Access Persmissions on "ntfs-3g" File System

Linux Tutorials - Herong's Tutorial Examples

∟Access Persmissions on "ntfs-3g" File System

This section provides a tutorial example on how to control access permissions on mounted Windows NTFS partitions with the 'ntfs-3g' device driver.

In the last tutorial, we learned how to mount a Windows NTFS partition with the "ntfs-3g" device driver. Everything works fine on the mounted partition.

But there is one more issue you need to take care of: everyone can access the mounted Windows partition by default. This will be a security problem, if you want to store sensitive information on the mounted partition.

Let's look at the issue by mounting a Windows partition to /mnt/backup with default options:

herong$ ls -l /mnt
drwx------. 2 root root 6 Oct 10 05:20 backup

herong$ sudo mount -t ntfs-3g /dev/sda5 /mnt/backup

herong$ ls -l /mnt
drwxrwxrwx. 1 root root 8192 Oct 10 23:21 backup

As you can see, access permission on the mounted partition has been changed from "700" to "777", which allows everyone to read, write and change files. This is definitely a security issue, if there are multiple users.

You can try to change the access permissions with the "chmod" command, but it will have no impact:

herong$ chmod 700 /mnt/backup

herong$ ls -l /mnt
drwxrwxrwx. 1 root root 8192 Oct 10 23:21 backup

You can try to change the ownership with the "chown" command, but it will have no impact:

herong$ chown herong /mnt/backup

herong$ ls -l /mnt
drwxrwxrwx. 1 root root 8192 Oct 10 23:21 backup

You can try to change the SELinux Type with the "chcon" command, but it will fail.
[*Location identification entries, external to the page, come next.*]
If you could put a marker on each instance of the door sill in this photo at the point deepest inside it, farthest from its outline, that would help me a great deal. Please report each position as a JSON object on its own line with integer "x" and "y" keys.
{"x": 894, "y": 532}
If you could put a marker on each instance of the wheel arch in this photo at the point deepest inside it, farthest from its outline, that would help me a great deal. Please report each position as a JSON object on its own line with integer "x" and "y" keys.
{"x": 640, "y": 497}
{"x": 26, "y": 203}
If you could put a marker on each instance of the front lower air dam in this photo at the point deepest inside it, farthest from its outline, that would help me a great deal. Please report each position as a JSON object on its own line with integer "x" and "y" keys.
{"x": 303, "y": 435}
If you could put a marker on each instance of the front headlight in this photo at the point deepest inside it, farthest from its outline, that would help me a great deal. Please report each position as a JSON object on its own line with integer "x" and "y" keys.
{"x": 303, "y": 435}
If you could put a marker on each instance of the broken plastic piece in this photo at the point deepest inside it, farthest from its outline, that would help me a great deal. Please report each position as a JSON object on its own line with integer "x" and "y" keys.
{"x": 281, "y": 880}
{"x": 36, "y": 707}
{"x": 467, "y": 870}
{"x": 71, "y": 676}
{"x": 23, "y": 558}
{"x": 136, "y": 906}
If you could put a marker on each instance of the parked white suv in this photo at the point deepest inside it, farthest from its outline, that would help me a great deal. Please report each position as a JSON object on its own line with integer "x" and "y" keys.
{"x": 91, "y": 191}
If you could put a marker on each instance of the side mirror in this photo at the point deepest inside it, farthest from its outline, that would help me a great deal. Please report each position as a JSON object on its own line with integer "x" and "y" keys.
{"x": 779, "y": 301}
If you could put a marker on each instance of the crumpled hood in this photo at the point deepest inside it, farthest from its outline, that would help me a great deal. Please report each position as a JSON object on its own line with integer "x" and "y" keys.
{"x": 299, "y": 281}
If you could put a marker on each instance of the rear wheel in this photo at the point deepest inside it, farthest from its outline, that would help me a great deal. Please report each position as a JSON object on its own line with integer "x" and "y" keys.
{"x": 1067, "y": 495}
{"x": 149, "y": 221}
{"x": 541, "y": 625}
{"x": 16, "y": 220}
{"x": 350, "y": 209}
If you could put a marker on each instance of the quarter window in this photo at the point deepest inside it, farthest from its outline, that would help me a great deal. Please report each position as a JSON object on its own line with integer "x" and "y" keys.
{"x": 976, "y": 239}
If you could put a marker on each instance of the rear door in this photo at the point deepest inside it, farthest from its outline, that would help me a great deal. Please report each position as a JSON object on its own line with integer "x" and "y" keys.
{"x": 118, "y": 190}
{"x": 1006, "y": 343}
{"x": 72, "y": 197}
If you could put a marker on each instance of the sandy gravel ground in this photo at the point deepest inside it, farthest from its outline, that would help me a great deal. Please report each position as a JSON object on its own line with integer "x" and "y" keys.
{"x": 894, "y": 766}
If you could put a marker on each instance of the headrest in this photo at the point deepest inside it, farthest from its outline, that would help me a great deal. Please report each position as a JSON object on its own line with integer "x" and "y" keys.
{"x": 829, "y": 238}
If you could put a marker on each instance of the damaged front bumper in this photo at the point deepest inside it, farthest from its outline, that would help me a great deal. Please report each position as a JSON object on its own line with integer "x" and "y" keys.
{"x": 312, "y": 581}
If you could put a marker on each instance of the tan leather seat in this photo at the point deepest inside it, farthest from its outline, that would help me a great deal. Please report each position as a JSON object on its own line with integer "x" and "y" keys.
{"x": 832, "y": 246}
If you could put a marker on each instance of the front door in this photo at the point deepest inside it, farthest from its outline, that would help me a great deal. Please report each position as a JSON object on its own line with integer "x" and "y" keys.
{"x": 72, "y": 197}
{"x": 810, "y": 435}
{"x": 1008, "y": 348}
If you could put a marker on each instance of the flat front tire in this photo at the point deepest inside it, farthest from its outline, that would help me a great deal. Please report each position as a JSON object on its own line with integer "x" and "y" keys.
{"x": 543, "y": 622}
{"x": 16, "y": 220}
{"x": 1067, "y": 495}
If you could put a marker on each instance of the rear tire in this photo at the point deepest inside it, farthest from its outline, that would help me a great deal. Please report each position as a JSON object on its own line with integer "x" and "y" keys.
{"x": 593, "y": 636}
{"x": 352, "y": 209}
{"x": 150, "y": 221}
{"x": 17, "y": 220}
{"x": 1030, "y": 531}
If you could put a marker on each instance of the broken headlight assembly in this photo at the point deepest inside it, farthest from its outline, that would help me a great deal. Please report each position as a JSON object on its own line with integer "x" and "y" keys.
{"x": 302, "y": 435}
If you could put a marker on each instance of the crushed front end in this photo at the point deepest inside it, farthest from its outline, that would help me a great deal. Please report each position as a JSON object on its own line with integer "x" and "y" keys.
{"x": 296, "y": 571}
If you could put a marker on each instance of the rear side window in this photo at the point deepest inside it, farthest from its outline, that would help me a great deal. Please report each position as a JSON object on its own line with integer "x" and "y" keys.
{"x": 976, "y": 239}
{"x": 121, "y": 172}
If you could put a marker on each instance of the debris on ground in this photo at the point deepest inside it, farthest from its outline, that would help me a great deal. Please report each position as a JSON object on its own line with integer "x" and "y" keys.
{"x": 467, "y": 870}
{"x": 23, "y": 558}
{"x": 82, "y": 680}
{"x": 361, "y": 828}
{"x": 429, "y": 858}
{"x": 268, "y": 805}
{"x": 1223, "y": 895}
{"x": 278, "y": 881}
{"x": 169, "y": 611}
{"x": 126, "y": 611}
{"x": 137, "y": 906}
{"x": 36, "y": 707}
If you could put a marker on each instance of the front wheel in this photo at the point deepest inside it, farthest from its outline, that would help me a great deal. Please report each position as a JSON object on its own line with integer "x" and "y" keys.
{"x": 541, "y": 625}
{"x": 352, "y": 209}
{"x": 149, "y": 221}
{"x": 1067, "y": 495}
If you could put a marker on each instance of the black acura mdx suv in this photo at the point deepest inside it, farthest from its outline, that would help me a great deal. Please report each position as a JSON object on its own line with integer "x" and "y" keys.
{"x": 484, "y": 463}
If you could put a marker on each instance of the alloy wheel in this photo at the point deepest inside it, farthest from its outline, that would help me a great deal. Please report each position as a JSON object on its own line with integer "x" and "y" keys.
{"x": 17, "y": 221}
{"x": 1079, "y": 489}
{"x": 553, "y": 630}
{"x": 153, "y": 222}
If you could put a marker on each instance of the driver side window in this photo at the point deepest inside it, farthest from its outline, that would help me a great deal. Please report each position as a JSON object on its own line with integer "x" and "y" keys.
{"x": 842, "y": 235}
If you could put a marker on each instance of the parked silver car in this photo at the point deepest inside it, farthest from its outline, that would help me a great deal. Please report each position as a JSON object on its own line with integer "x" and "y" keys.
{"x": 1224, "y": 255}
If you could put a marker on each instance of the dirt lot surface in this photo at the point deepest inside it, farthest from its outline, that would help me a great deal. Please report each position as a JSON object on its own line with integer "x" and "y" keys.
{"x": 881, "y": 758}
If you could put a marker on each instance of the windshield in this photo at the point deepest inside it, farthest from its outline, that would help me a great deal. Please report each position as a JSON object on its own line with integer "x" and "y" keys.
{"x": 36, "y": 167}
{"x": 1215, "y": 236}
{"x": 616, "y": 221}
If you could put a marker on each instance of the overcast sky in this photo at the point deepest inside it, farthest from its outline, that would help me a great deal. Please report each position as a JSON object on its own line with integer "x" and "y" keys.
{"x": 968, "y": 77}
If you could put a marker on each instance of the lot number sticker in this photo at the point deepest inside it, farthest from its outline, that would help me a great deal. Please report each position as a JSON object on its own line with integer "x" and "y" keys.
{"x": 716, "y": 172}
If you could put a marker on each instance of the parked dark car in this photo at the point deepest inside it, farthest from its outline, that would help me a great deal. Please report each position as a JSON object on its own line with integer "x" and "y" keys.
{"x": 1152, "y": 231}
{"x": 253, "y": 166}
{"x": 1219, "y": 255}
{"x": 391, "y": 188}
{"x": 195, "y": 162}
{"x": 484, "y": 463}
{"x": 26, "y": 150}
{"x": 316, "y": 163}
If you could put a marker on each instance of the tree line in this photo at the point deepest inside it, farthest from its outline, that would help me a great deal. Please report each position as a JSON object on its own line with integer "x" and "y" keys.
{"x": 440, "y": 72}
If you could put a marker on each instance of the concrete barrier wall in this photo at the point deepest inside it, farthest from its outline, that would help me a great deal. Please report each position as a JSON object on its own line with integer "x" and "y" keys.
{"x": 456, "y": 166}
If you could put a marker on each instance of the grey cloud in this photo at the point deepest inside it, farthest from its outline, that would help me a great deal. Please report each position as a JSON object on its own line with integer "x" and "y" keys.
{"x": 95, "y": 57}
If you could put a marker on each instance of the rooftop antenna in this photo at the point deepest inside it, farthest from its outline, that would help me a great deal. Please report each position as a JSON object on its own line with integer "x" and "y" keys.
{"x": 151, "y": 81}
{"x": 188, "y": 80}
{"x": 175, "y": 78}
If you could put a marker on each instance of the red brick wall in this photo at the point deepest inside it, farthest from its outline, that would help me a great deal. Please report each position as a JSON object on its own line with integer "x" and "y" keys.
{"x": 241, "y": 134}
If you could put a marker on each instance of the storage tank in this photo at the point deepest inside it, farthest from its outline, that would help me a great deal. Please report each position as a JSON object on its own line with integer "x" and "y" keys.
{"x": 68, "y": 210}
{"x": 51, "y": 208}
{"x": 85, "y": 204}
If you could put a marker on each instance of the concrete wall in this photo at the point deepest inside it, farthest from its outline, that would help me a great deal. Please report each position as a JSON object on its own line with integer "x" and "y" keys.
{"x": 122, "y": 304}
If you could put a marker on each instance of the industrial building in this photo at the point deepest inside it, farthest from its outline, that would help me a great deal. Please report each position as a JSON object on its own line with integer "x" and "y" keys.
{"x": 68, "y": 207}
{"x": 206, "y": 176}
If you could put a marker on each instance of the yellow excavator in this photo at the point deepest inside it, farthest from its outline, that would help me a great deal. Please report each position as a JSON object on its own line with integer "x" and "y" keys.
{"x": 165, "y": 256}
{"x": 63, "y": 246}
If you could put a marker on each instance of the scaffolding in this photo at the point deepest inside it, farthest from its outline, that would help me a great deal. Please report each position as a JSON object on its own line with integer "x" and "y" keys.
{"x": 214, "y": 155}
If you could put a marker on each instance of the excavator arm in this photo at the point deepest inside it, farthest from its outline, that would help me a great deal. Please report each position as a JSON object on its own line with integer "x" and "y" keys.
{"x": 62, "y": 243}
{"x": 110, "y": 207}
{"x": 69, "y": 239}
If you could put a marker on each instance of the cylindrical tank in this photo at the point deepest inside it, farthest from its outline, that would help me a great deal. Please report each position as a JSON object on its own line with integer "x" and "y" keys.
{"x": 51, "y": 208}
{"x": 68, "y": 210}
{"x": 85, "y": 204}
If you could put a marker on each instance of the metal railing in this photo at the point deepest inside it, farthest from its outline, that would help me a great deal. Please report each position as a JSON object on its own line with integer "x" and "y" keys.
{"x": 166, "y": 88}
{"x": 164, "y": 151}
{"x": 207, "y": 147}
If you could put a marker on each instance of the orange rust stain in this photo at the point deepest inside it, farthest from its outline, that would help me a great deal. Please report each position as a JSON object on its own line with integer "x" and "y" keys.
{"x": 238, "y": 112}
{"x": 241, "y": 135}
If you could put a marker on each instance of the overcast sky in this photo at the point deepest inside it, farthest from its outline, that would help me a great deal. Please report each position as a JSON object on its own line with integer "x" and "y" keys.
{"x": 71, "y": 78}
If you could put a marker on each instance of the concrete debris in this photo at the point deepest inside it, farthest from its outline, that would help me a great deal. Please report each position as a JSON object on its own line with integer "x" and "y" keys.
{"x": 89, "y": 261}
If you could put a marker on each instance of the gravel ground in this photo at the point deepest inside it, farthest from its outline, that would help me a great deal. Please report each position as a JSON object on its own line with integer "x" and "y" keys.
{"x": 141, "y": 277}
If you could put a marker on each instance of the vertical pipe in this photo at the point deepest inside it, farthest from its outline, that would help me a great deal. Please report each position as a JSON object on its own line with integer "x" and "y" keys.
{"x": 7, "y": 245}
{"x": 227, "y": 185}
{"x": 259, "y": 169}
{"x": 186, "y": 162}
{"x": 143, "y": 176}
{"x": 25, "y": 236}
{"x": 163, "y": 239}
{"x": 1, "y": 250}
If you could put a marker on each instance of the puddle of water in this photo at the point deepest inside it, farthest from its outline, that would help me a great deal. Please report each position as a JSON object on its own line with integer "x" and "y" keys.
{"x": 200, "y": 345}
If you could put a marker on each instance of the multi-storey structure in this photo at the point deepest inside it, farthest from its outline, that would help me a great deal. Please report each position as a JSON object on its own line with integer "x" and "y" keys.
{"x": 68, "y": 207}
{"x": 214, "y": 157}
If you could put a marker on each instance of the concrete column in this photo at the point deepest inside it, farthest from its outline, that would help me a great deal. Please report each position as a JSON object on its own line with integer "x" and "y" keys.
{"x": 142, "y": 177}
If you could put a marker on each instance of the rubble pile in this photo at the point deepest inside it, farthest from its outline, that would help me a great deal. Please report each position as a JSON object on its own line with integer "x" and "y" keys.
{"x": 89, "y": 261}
herong$ sudo chcon -t user_tmp_t /mnt/backup

chcon: failed to change context of '/mnt/backup'
   to 'system_u:object_r:user_tmp_t:s0': Operation not supported

To resolve the issue, we have to go back to "ntfs-3g" man page:

herong$ man ntfs-3g

NAME
       ntfs-3g - Third Generation Read/Write NTFS Driver

SYNOPSIS
       ntfs-3g [-o option[,...]]  volume mount_point
       mount -t ntfs-3g [-o option[,...]]  volume mount_point

...

OPTIONS
  Below is a summary of the options that ntfs-3g accepts.

  uid=value and gid=value
    Set the owner and the group of files and directories. The values are
    numerical.  The defaults are the uid and  gid of the current process.

  umask=value
    Set  the   bitmask  of  the  file and directory permissions that are
    not present. The value is given in octal. The default value is 0 which
    means full access to everybody.

  ...

Now let's mount it again for me to access only:

herong$ sudo umount /mnt/backup

herong$ id herong
uid=1000(herong) gid=1000(herong) groups=1000(herong)

herong$ sudo mount -t ntfs-3g -o uid=1000,gid=1000,umask=077 \
   /dev/sda5 /mnt/backup

herong$ ls -l /mnt
drwx------. 1 herong herong  8192 Oct 10 04:07 backup

Perfect, right? Not 100%. Yes, I can control who can access this NTFS partition now. But it still I won't be able to grant different access permissions on its sub-directories, because it is not fully compatible with Linux security architectures.